TrentonDog, like me is from New Jersey and is familiar with popular regional foods here like hot dogs, cheesesteaks, pizza, pork roll, etc. I think the question is whether you can consider a certain regional food authentic or not. Authentic may not be good, inauthentic may not be bad.
You can do whatever you want to a cheesesteak; just don't add swiss or linberger to it and cal lit an authentic Philly style cheesesteak. It ain't. One made like they do in Philly with cheese wiz added is authentic. You may or may not like it, but it is Philly style. I happen to love wiz on my steaks. I only tried it a few years ago to see what it would be like since it's so popular in Philly; especially at Pat's, who invented the cheesesteak.
People outside of North Jersey make what they call an Italian Hot Dog. It doesn't even come close to resembling a traditional Newark style Italian Hot Dog.

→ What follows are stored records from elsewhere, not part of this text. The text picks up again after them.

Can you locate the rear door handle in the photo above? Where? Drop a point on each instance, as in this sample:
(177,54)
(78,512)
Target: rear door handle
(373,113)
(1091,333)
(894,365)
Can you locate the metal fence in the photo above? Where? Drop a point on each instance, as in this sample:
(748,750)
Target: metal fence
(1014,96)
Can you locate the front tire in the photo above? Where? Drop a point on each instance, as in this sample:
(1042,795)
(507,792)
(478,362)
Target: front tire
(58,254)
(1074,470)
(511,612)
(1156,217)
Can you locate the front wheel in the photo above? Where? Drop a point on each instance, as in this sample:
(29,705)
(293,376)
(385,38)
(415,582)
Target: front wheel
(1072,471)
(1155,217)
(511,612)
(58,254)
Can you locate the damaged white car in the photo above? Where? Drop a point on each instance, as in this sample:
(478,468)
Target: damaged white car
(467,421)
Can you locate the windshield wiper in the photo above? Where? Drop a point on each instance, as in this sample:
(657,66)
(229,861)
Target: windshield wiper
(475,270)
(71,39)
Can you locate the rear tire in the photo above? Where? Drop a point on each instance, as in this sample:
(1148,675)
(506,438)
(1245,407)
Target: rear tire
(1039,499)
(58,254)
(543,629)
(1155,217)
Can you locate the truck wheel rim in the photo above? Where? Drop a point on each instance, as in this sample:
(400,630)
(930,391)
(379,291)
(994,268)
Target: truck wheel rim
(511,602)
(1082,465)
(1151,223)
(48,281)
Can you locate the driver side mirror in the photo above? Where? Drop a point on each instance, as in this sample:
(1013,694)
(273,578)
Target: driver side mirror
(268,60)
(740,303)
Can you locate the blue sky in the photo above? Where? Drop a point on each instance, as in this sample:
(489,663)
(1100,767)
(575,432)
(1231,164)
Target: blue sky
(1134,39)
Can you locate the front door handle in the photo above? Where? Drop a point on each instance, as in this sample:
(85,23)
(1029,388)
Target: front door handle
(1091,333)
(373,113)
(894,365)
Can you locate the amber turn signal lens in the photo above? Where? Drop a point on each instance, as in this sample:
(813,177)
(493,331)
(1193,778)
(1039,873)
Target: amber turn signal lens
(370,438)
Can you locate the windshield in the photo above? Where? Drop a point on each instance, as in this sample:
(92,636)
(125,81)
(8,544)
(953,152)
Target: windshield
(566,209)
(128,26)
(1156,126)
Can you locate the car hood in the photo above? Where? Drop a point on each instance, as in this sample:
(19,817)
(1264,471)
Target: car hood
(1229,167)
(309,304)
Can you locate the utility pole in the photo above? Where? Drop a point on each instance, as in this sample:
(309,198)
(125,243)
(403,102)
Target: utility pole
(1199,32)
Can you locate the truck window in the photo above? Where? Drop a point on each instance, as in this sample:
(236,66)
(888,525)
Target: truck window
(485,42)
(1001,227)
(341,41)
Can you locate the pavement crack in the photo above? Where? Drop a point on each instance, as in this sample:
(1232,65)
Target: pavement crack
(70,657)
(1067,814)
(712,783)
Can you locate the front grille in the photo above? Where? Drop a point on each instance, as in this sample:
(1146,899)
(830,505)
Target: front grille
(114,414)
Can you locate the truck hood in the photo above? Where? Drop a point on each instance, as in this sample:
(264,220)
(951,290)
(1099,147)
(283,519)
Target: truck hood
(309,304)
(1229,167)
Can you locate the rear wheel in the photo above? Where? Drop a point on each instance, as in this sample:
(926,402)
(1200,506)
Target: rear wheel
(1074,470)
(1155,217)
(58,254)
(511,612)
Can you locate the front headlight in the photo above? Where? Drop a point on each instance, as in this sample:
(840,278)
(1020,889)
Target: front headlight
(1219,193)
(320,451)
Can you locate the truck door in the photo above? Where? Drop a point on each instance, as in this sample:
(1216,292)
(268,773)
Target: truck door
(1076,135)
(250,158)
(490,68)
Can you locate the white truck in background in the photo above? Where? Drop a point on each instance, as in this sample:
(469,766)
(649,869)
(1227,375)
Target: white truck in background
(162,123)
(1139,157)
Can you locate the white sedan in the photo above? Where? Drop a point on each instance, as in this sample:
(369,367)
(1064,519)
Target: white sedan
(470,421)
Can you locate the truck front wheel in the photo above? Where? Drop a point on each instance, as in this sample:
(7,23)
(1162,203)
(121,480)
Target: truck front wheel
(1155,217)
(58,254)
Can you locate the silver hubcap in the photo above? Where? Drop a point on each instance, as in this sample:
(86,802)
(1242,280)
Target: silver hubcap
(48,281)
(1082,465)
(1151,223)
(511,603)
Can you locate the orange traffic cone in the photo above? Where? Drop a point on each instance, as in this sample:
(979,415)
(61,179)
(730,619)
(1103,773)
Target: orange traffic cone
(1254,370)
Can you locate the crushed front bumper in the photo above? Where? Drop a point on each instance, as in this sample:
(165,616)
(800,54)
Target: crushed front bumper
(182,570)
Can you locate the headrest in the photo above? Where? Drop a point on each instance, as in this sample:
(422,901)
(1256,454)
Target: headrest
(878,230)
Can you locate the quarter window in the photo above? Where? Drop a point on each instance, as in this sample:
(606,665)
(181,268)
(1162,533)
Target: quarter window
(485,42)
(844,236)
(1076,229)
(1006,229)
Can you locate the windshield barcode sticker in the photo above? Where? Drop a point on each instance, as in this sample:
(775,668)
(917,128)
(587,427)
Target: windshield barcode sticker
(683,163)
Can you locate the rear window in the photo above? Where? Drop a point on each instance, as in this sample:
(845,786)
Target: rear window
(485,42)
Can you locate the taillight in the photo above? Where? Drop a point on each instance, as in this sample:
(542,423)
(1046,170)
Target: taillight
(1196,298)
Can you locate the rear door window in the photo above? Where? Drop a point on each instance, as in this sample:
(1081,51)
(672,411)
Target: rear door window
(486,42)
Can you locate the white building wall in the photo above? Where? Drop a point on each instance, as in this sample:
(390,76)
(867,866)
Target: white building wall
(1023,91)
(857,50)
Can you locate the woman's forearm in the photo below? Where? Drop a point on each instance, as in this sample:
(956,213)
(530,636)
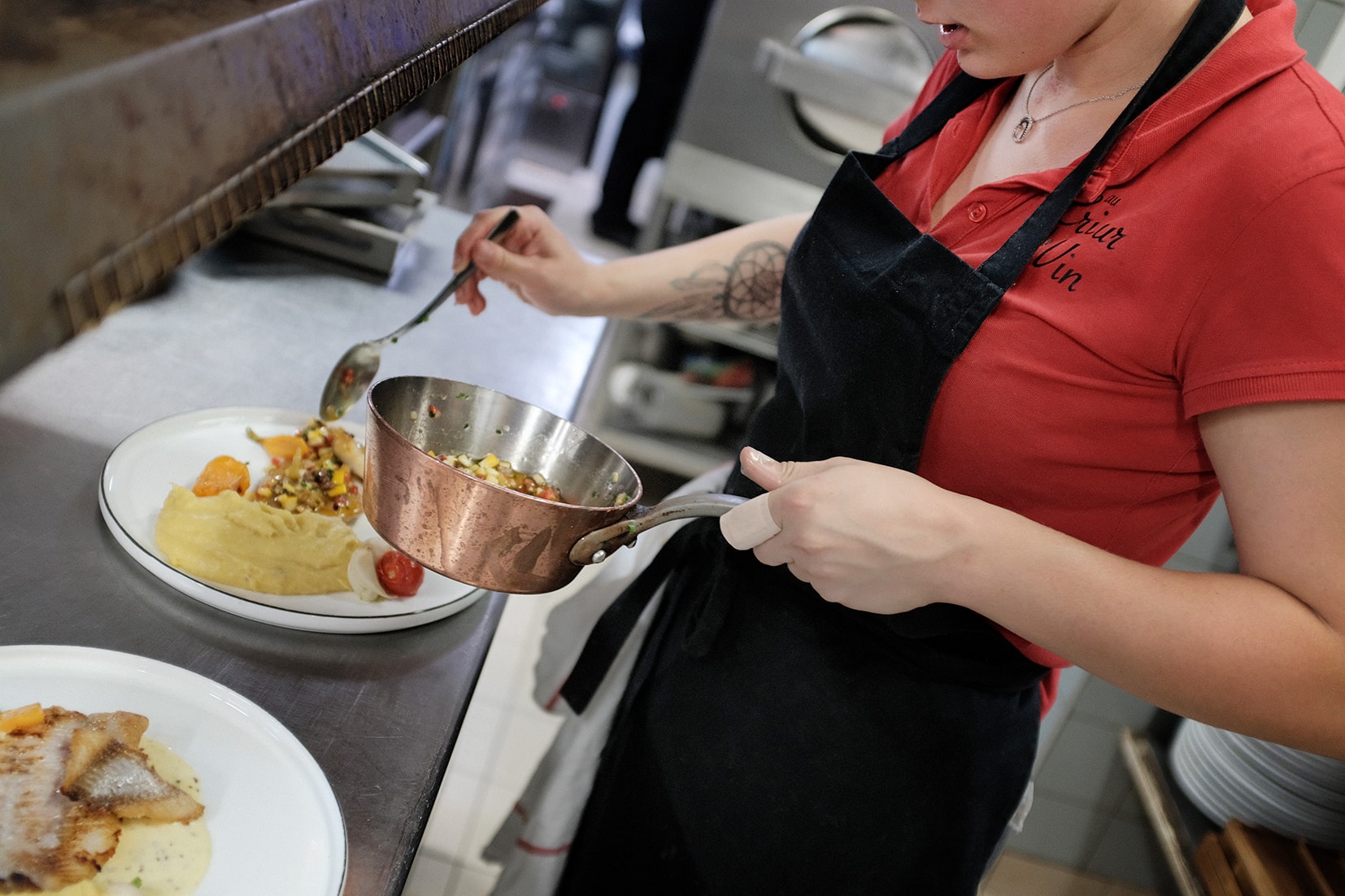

Davydd is the person on this board who is the expert on Pork Tenderloin sandwiches. I'm sure outside of the midwest someone somewhere has made a sandwich and called it a Pork tenderloin. And Davydd would probably laugh and say it isn't real or authentic. I remember him correcting someone and saying what they thought was a pork tenderloin sandwich was not because they used something other than pork tenderloin. Walleye? or something similar?
The point I'm making is that when something is a popular regional food, there is a sort of pride that comes with it from the people who make and enjoy the food. People take seriously what they like and what matters to them. You can think outside the box or innovate all you want. But if you do that, then call it your take on a cheesesteak, or Italian Hot Dog, or a pork tenderloin sandwich. Don't try to redefine something that was created by someone else and has stood the test of time.